Good Men by Arnon Grunberg

Good Men by Arnon Grunberg

Author:Arnon Grunberg
Language: eng
Format: epub
Publisher: Open Letter Books


6

During the volleyball match that morning, Beckers collided hard with the Polack. Beckers jumped at the net while trying to block a ball and smacked his head against the Polack’s. A headbutt is what it was, as if Beckers meant to block his colleague’s head instead of the ball. Or had it been a fist that hit him just above the eye, that made him gasp for breath and made him feel as though his body consisted only of those few square inches above his right eye? Beckers’s fist or Beckers’s head, the effect was the same. The Polack remained lying on the floor beside the net. He was dizzy.

“Christ, I’m sorry,” Beckers said, and he tried to help him to his feet, the way you try to help a friend to his feet who you’ve just accidentally knocked for a loop. In his black gym shorts, Beckers stood bent over the Polack. Was Beckers a friend? Yes, the men of the C squad were his friends. Whatever had taken place between Beckers’s wife and the Polack stood apart from their friendship, it had happened in a different world, a parallel universe.

“Sorry, I thought it was my ball. You okay?” Beckers asked, and his shock at what he’d done seemed to grow by the moment.

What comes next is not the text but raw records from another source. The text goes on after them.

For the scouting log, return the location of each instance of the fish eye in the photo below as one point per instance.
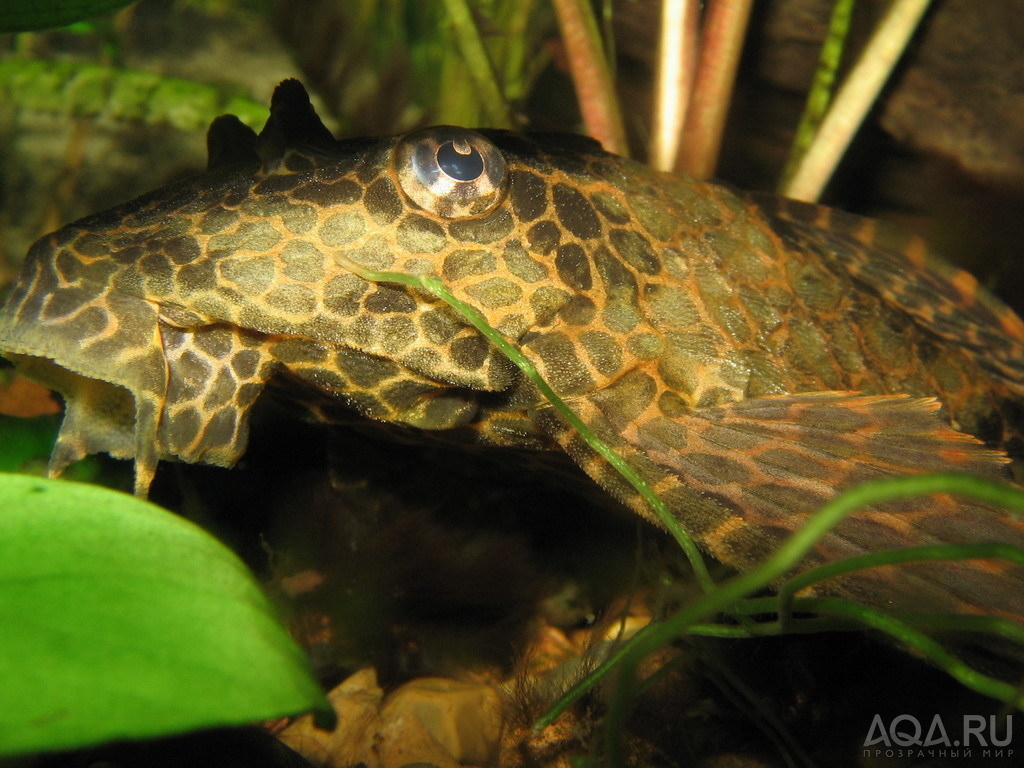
(452, 172)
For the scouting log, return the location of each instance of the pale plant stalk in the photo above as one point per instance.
(591, 75)
(721, 43)
(676, 62)
(854, 98)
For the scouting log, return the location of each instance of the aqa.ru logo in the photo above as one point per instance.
(906, 730)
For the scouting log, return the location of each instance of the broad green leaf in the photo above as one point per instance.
(119, 620)
(22, 15)
(26, 438)
(82, 88)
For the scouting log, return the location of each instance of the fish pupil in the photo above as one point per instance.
(460, 161)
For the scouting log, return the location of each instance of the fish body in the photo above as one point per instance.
(748, 357)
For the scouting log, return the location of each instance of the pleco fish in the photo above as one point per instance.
(749, 358)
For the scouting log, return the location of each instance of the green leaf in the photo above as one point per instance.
(119, 620)
(23, 15)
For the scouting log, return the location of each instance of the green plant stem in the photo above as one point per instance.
(436, 287)
(480, 69)
(854, 99)
(820, 93)
(591, 74)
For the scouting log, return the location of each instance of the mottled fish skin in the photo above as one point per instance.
(749, 357)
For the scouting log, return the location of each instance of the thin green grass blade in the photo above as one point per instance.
(119, 620)
(434, 286)
(478, 64)
(729, 593)
(987, 551)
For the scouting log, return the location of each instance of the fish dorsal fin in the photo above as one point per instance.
(941, 298)
(742, 476)
(228, 142)
(293, 124)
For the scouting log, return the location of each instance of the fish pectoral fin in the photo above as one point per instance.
(742, 476)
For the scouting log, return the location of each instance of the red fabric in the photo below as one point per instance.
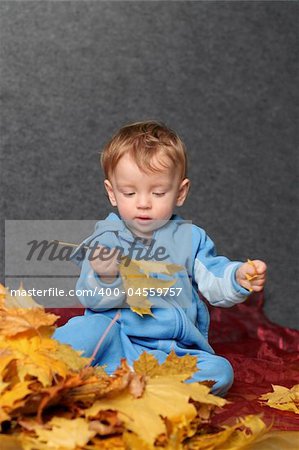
(261, 353)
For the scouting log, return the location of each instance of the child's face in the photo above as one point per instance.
(145, 198)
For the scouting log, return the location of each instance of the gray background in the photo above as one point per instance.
(222, 74)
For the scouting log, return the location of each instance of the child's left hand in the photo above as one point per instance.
(252, 275)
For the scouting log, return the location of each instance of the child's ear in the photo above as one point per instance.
(183, 191)
(110, 192)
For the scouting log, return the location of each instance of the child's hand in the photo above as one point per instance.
(252, 275)
(105, 263)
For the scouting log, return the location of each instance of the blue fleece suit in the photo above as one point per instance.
(180, 321)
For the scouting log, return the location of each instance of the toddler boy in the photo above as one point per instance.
(145, 166)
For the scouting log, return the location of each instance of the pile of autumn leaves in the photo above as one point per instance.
(51, 398)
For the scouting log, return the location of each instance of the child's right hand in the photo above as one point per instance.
(105, 263)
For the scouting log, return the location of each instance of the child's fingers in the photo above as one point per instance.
(260, 266)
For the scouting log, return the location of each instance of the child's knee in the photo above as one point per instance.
(225, 378)
(83, 332)
(217, 369)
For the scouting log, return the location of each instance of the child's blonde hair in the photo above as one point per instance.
(143, 141)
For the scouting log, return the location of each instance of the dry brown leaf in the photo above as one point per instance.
(164, 396)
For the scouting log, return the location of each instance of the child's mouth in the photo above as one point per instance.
(143, 219)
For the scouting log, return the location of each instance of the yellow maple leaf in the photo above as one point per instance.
(173, 365)
(17, 300)
(158, 267)
(239, 436)
(21, 314)
(61, 433)
(6, 356)
(36, 357)
(10, 397)
(164, 396)
(283, 398)
(137, 281)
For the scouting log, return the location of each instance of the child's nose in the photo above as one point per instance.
(143, 201)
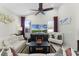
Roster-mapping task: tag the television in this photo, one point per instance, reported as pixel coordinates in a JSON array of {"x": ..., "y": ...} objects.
[{"x": 39, "y": 28}]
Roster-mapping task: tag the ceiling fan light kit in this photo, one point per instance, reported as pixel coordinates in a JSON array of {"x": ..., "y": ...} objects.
[{"x": 41, "y": 10}]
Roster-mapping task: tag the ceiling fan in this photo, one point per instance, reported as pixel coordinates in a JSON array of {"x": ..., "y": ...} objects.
[{"x": 41, "y": 10}]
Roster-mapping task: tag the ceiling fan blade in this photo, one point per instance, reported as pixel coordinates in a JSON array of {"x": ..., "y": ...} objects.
[
  {"x": 37, "y": 13},
  {"x": 40, "y": 6},
  {"x": 47, "y": 9},
  {"x": 34, "y": 10},
  {"x": 43, "y": 12}
]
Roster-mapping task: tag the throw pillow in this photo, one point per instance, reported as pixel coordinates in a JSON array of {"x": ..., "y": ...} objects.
[
  {"x": 59, "y": 52},
  {"x": 13, "y": 52},
  {"x": 68, "y": 52}
]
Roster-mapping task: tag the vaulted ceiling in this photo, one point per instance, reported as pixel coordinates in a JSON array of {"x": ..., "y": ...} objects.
[{"x": 25, "y": 8}]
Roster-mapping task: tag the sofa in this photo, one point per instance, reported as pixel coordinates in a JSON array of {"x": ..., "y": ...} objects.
[{"x": 60, "y": 52}]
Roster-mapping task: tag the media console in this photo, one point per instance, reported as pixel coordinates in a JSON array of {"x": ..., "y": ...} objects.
[{"x": 39, "y": 43}]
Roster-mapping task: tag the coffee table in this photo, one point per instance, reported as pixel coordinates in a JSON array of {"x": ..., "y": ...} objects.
[{"x": 43, "y": 48}]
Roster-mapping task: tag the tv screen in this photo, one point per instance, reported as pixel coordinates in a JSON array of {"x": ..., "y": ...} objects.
[{"x": 39, "y": 28}]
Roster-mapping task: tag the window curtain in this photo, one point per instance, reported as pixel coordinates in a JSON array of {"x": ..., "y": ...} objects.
[
  {"x": 56, "y": 24},
  {"x": 22, "y": 25}
]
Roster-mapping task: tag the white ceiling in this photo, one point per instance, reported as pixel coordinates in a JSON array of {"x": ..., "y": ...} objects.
[{"x": 25, "y": 8}]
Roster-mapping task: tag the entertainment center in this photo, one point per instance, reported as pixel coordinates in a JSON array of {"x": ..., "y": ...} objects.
[{"x": 39, "y": 43}]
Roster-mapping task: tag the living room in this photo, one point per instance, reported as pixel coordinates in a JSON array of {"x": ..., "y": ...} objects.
[{"x": 12, "y": 32}]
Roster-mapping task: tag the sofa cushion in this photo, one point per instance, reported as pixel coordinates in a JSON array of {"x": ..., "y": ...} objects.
[{"x": 13, "y": 52}]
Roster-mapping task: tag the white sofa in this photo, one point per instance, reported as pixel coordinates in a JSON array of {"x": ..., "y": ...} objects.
[{"x": 15, "y": 42}]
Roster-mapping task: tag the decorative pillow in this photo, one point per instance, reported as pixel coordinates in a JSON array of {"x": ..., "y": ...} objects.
[
  {"x": 13, "y": 52},
  {"x": 59, "y": 37},
  {"x": 53, "y": 36},
  {"x": 68, "y": 52},
  {"x": 59, "y": 52}
]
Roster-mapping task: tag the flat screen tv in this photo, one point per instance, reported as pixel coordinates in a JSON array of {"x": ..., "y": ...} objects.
[{"x": 39, "y": 28}]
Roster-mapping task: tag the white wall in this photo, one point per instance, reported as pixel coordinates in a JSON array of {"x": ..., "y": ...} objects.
[
  {"x": 10, "y": 28},
  {"x": 71, "y": 31}
]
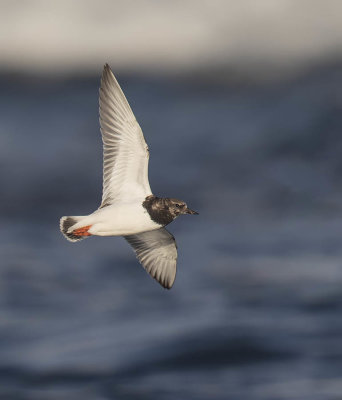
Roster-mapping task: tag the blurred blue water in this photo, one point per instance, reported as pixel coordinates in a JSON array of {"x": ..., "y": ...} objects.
[{"x": 255, "y": 310}]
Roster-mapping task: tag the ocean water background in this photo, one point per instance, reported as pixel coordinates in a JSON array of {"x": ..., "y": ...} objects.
[
  {"x": 255, "y": 310},
  {"x": 240, "y": 104}
]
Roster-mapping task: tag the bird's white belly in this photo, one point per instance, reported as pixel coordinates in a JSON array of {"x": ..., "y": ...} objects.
[{"x": 121, "y": 220}]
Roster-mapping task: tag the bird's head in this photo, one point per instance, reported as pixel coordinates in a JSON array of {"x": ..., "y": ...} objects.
[{"x": 178, "y": 207}]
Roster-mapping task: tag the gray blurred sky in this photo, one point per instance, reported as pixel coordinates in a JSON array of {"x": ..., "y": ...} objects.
[{"x": 168, "y": 36}]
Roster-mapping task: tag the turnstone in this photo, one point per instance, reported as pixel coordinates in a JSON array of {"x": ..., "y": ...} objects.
[{"x": 128, "y": 207}]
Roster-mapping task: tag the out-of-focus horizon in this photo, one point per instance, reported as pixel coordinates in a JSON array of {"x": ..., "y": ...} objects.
[{"x": 266, "y": 38}]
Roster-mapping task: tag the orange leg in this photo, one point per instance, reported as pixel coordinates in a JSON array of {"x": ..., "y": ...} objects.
[{"x": 82, "y": 231}]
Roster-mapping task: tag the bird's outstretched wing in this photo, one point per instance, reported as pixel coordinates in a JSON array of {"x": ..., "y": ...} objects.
[
  {"x": 157, "y": 252},
  {"x": 125, "y": 152}
]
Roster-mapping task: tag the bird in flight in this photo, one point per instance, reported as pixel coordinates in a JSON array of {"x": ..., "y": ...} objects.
[{"x": 128, "y": 207}]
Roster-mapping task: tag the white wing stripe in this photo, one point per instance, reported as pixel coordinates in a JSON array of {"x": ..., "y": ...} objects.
[{"x": 125, "y": 155}]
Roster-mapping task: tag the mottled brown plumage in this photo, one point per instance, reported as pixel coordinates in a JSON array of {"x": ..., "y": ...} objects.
[{"x": 163, "y": 210}]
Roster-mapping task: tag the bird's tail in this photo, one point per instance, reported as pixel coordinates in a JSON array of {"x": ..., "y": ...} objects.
[{"x": 73, "y": 235}]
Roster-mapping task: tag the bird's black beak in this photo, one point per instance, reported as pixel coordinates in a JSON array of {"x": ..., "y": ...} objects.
[{"x": 188, "y": 211}]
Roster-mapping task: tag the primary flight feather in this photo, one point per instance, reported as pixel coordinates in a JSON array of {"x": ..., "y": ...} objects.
[{"x": 128, "y": 207}]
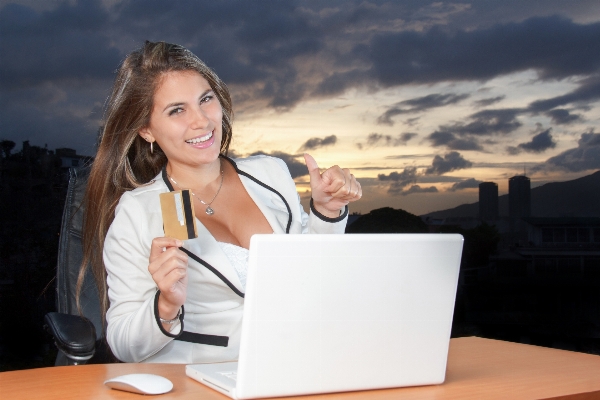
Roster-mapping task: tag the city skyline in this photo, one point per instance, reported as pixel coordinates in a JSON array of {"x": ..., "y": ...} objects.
[{"x": 423, "y": 101}]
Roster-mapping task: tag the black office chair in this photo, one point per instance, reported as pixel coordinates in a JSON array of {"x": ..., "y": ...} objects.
[{"x": 79, "y": 339}]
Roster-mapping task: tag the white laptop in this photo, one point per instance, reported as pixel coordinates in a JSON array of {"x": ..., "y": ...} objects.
[{"x": 335, "y": 313}]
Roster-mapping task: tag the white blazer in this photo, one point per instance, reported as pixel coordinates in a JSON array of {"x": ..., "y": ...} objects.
[{"x": 214, "y": 305}]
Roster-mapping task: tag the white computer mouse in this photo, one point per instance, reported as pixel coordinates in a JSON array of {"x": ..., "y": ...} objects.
[{"x": 140, "y": 383}]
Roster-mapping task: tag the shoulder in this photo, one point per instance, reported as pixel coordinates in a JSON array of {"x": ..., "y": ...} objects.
[{"x": 261, "y": 164}]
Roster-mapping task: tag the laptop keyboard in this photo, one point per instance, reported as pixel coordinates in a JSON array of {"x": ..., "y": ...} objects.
[{"x": 230, "y": 374}]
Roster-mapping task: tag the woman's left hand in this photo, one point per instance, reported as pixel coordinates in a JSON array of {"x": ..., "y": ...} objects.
[{"x": 332, "y": 189}]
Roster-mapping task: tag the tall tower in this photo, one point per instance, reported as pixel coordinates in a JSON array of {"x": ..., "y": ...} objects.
[
  {"x": 519, "y": 197},
  {"x": 488, "y": 201},
  {"x": 519, "y": 206}
]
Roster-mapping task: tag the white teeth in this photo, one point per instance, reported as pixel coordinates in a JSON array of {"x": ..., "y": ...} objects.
[{"x": 200, "y": 139}]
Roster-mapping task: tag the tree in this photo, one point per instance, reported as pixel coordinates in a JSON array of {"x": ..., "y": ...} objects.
[
  {"x": 388, "y": 220},
  {"x": 6, "y": 146}
]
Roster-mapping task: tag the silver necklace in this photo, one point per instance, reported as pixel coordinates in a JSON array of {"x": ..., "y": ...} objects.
[{"x": 209, "y": 210}]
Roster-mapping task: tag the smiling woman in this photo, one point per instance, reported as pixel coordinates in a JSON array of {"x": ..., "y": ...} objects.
[{"x": 167, "y": 129}]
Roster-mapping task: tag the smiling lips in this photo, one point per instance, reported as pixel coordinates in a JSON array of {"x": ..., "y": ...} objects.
[{"x": 202, "y": 141}]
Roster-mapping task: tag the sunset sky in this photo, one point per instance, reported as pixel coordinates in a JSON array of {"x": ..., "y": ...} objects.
[{"x": 422, "y": 100}]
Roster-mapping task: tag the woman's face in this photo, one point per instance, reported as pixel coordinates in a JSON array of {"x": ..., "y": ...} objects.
[{"x": 186, "y": 119}]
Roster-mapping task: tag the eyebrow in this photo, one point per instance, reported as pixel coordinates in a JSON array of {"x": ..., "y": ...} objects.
[{"x": 180, "y": 103}]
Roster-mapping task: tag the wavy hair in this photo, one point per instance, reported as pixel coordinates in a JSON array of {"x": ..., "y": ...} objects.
[{"x": 123, "y": 161}]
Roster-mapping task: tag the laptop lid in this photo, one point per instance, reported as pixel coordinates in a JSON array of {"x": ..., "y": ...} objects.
[{"x": 330, "y": 313}]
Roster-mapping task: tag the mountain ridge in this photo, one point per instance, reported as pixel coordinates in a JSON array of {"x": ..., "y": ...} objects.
[{"x": 575, "y": 198}]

“Leave me for a minute,” the Polack said, “I’ll be okay.” He crawled off the court on all fours, like a dog, because he couldn’t stand upright, not yet. He felt himself getting dizzier and dizzier, and defeated, that too. Never had he felt so defeated. That he had made love to his dear wife in the vanished boy’s bed, that had confused him. The comfort Beckers’s wife had given was confusing comfort. But maybe all real comfort was confusing. He had never really felt defeated before, not when his father dealt with the loss of his wife by withdrawing from his former life and starting an entirely new one. Not when he had scraped his eldest son from the rails. Even then, as he’d stood on the rails, he had thought about the one remaining boy and resolved not to let himself be defeated, because that resolve was what life was all about. Now he felt defeated. The headbutt had defeated him. The punch. Beckers himself had defeated him.

He wiped his forehead gingerly, then wiped his hand on his pants. It wasn’t sweat on his forehead, it was blood.

The squad commander came over to him. The Polack was lying on the floor at one side of the gym. “You look pale,” the commander said. “He whacked you good.” A smile appeared on the commander’s face, the commander didn’t smile much otherwise.

“I think he hit me with his head,” the Polack said with difficulty. “I think he headbutted me by accident.”

“With his hand,” said the squad commander. “It wasn’t your ball either. What were you doing? You should have let him go. Oh well. That can happen.”

The men brought him a bag of ice and pressed it against the Polack’s forehead.